I quote from the first link, hoodwinked by Hockeny:
"For example, Sweet does not point out that murals, ceilings, self-portraits and moving objects all elude Hockney's mirror-projection method"
Apparantly he's never heard of a cartoon. A cartoon is what you create before you paint a big mural or ceiling. It's paper.
To use hockney's method, you'd trace a reflected camera obscura image onto paper. Then, using an image enlarger, you'd make various enlarged panels of parts of the art on seperate sheets of paper. The image enlarger would be made of wood with a set of levers, you trace an image on the small side, and it gets enlarged by the end of the levers with the crayon.
Once you have your individual pages from the grid of your image, you take a little spiked wheel and perforate the paper along the lines of your drawing. You affix your pages properly aligned to the grid on the wall or ceiling you're painting. You can do this with wax or gum, or tape!
You then take a porous bag of charcoal, and pound it on the paper. The places where you perforated holes will let the charcoal through. This is called a "cartoon" of your image. You then paint, knowing that you have accurately reflected the perspective of your original. AND you did it with tools that were all used during Leonardo's time!
The secondlink is merely a set of Ad Hom's against Hockney, so I am unable to substantively address them. They merely state that Hockney failed to prove his assertion, and then start flinging attacks like :
"...we can see why [Hockney's] reputation has been in freefall in recent years
...
"Hockney's own painting would be laughable were it not taken seriously by the art establishment."
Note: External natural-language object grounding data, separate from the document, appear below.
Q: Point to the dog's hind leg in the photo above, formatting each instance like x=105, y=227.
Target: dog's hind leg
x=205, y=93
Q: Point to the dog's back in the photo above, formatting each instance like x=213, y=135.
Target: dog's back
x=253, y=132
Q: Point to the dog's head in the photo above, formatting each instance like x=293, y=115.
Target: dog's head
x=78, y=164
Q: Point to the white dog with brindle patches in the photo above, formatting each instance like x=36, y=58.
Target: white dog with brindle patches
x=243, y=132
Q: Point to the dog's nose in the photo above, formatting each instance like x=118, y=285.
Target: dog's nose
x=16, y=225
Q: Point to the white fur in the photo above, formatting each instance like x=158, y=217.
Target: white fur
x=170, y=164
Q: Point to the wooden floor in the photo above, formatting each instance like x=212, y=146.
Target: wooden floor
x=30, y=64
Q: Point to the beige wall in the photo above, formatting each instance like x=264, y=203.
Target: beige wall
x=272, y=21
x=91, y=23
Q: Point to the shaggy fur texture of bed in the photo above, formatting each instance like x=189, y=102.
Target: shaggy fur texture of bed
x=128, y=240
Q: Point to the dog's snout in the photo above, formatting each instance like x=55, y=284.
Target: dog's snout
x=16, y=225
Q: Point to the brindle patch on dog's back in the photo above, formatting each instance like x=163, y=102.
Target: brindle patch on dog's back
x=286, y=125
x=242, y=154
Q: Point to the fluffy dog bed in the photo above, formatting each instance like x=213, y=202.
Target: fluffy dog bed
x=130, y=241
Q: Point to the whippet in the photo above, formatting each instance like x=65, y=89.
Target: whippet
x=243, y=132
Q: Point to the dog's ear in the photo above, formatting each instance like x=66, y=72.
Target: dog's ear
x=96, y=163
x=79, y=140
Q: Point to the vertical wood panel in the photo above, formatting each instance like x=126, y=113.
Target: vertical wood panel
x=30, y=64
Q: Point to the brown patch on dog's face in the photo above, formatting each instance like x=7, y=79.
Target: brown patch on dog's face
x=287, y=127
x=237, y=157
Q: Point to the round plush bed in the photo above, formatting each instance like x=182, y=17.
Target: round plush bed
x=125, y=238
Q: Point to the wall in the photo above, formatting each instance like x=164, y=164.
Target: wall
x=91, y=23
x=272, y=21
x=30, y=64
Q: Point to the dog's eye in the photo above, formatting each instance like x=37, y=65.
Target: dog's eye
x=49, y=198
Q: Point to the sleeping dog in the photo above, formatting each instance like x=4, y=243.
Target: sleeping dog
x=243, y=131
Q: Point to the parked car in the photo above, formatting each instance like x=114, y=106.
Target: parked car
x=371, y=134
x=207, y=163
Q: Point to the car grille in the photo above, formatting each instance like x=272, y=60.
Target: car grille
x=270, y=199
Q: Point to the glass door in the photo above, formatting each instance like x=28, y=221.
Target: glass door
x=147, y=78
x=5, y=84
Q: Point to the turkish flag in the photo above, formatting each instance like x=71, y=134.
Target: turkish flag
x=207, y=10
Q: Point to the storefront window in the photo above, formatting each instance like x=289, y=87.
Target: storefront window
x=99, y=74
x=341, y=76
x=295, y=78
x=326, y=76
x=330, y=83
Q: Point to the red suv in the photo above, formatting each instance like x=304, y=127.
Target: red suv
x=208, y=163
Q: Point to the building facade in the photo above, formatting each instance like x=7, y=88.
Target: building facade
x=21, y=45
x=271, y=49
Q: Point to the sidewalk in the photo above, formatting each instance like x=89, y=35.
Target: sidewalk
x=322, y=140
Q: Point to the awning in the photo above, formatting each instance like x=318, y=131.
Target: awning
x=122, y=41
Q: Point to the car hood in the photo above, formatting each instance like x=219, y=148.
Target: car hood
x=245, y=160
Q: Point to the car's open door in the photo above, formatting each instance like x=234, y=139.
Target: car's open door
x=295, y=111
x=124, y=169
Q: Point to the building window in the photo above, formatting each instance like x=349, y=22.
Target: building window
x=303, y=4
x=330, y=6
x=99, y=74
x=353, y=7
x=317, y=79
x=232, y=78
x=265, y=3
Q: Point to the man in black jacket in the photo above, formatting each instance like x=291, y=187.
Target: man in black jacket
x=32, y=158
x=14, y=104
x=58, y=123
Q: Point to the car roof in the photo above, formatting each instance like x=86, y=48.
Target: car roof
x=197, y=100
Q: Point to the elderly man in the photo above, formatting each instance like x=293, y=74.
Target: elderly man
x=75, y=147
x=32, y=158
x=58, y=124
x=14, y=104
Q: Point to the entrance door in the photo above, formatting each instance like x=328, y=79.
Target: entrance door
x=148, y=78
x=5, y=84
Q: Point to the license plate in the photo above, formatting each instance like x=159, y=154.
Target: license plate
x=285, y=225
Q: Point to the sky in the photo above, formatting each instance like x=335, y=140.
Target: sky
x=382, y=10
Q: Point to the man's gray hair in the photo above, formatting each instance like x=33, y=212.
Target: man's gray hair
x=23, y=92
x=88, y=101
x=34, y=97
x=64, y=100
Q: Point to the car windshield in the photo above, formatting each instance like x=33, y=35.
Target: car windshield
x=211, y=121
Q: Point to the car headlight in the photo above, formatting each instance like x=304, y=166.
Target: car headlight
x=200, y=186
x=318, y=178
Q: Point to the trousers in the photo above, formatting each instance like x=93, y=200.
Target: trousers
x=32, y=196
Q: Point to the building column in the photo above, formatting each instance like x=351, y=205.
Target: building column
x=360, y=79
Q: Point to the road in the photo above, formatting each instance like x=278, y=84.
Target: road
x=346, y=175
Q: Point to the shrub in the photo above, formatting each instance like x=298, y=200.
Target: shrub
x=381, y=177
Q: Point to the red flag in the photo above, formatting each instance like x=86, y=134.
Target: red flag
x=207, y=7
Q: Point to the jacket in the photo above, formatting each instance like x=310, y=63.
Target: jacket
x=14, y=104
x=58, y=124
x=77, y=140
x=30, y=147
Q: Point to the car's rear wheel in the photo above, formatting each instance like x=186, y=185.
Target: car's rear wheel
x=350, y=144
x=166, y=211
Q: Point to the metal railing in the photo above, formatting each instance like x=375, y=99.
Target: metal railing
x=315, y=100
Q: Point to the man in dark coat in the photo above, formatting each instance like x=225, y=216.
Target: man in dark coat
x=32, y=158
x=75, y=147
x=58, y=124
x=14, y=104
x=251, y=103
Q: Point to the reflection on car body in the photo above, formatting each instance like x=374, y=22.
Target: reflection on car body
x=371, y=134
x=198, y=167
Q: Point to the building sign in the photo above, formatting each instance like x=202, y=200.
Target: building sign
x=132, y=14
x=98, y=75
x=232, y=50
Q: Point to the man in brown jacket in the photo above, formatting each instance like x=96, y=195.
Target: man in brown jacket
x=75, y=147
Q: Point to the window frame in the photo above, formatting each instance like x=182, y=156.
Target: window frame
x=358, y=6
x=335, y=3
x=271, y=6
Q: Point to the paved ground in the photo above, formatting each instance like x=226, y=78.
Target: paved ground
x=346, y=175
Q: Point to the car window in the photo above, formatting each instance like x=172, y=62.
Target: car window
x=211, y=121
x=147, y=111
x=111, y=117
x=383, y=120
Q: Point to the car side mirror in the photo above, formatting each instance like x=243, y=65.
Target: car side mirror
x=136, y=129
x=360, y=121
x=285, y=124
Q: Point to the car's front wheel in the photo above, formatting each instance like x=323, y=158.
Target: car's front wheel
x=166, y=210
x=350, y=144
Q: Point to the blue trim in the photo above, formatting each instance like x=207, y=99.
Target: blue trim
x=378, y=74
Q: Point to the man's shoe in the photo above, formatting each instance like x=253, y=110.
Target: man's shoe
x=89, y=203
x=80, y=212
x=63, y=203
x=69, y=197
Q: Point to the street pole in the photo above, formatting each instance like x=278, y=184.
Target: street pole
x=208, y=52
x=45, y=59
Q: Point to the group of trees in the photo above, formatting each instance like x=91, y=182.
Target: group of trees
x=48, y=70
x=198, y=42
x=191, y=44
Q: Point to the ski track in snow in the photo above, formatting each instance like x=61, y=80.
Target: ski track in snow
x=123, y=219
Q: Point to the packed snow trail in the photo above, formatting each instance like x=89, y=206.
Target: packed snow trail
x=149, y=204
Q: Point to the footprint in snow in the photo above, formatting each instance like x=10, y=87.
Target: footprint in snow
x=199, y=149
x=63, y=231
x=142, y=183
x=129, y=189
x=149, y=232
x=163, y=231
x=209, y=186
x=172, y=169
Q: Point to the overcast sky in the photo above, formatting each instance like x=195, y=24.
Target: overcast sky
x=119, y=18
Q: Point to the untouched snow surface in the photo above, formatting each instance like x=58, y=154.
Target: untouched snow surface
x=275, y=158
His own attempts at drawing and painting are so incredibly inept, lame - talent less and skill-less - that the root cause of his theory must be a seething jealousy for those who can do, with the naked eye, what he can't do even with his optical aids.
"
The third also seems to refute the general impression one gets to Hockney, but not the specifics of Hockney's arguments. In his book, Hockney is not merely saying the masters "cheated" by tracing things. He is making a more subtle point, that use of these technologies INFLUENCED the style of painting that was popular at the time. A camera obscura INFLUENCED art, because once an artist saw it, it could not be unseen. The reality made available by optics for the first time, and forever afterword, FOCUSED the point of view of all art in the eye of the observer. Previously in art, perspective bounced all around. But single-point perspective was the defining change in art at that time, and it can undoubtably be traced to the new science of optics.